With funding from Alabama lawmakers, education officials have already enacted an incentive program to give bonuses to high-quality teachers who work in academically or poverty-challenged schools.

Now, National Board Certified teachers, who are considered the top of the top in teacher training, are being offered an additional $5,000 bonus. The hope is that they would stay or move to high-need schools. The bonus could encourage teachers already in the school to pursue certification as well.

One hundred fifty-one teachers earned this additional $5,000 bonus in 2020-21 school year.

Becoming a national board-certified teacher is no easy feat. It has been described as a bar exam for teachers. To be certified, it takes anywhere from one to three years to complete. It costs just under $2,000. Scholarships are available for qualified applicants.

According to federal data, one-third of Alabama kindergartners and nearly 40% of first through third graders were identified with a reading deficiency, and about 8% of all K-3 students demonstrated characteristics of dyslexia in 2021.

The state is also looking closely at early literacy assessments this year. About two in three entering kindergartners are actually ready for school in 2021. About 45% fail to meet math benchmarks, according to an AlaKiDS assessment tool, and about 18% fail to meet literacy, physical and social-emotional benchmarks, according to the report.

The research shows that students who are taught by teachers with national board certification learn more in the course of a school year. The benefit is even greater for minority and low-income students.

AL.com’s Education Lab reported that National Board Certified Teachers are not evenly spread throughout the state. Targeted schools are those in which more than 75% of students are eligible for free or reduced-price meals, have been on the list of “failing” schools for three of the last five years, or have a graduation rate of more than 10 percentage points lower than the statewide graduation rate. Fifteen Alabama school districts don’t have a single National Board Certified Teacher in any of their schools.

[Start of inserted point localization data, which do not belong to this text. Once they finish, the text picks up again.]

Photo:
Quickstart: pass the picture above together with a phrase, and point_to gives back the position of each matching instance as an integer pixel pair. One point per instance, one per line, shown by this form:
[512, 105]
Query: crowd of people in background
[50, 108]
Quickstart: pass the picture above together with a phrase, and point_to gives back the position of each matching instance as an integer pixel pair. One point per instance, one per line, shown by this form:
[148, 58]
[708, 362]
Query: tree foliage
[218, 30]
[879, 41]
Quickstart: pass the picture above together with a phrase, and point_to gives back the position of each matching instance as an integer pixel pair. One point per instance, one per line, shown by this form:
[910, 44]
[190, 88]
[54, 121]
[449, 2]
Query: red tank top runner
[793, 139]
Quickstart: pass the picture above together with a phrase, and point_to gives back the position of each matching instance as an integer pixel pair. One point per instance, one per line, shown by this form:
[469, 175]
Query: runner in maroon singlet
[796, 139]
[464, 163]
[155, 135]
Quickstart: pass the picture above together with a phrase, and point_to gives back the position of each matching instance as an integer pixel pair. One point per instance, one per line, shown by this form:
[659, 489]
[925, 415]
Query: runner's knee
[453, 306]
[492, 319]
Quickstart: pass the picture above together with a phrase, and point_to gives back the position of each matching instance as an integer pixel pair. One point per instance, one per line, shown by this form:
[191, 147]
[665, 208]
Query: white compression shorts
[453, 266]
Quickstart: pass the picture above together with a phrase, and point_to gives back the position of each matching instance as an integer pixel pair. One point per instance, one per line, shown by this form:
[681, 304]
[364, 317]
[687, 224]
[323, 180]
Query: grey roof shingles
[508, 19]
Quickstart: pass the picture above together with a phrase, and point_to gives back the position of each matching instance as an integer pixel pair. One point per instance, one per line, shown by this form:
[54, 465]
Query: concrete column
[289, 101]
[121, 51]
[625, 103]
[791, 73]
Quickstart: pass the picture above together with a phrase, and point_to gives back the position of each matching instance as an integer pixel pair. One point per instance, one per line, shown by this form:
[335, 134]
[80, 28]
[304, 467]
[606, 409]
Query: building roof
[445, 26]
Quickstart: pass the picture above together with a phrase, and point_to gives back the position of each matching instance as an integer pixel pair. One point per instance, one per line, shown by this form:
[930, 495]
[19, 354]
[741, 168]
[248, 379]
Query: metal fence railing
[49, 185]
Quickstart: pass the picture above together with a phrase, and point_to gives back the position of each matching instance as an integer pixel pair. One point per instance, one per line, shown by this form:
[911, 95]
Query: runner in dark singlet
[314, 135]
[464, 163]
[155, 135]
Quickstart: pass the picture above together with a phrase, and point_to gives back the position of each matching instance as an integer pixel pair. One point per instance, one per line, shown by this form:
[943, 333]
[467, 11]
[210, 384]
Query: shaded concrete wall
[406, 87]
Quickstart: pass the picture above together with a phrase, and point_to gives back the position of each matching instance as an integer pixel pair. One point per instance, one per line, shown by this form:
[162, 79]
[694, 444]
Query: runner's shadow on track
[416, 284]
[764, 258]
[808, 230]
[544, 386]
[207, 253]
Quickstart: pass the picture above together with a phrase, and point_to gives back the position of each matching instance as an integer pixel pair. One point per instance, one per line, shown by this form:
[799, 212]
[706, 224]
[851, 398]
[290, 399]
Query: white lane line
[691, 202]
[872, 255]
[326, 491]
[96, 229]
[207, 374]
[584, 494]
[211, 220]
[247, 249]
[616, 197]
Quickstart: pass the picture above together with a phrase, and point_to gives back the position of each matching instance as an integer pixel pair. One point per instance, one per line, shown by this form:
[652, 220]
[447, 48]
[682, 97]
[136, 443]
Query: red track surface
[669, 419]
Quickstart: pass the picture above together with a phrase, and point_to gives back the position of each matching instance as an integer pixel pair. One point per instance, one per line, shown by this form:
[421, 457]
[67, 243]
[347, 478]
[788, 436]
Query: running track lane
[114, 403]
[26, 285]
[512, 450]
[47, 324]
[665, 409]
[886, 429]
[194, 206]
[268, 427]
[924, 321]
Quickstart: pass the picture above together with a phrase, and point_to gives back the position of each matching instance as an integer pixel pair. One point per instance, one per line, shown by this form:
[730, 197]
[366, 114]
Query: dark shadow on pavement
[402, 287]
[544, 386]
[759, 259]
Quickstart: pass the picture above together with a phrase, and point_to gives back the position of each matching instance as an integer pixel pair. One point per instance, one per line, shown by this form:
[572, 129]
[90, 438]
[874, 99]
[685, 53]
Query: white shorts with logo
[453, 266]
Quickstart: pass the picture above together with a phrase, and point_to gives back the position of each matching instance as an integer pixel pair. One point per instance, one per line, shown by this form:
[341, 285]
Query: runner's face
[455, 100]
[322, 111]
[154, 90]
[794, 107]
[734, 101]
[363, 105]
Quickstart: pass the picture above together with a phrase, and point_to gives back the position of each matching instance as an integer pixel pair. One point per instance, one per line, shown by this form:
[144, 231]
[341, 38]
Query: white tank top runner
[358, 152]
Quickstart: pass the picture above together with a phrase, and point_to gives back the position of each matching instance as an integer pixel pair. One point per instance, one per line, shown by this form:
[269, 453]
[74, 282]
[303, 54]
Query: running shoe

Niyiere Joseph, a Special Education at Liberty Middle School in Madison recently gained her National Board Certification. When asked about the process and changes to her teaching, she replied,

" The entire process made me more reflective as a teacher. It forced me to look beyond the curriculum that we are often inundated with and made me understand the true goal of teaching: creating lifelong learners and teaching them how to also be reflective both as a student and a member of the various learning communities they would be affiliated with over the years. The National Board shifted my mindset from how I teach to why I teach. It empowered me to plan and deliver meaningful instruction and assessments that allowed students to demonstrate not just what they learn, but how they learn, not only deepening their content knowledge, but also helping them set their own lifelong learning habits and goals. I would encourage any teacher that has been in the profession for a while to pursue Board Certification, but only if you really want to know and improve where you stand as an educator. It will challenge you to grow; it will challenge you to unlearn and relearn, as well as unteach and reteach. It certainly changed my mindset about the profession of teaching. It changed my “good” to better. May we all desire to be better. Our students deserve the very best version of ourselves."

Did you read that? "Our students deserve the very best version of ourselves." We need more teachers putting the students first in whatever situation we find ourselves in.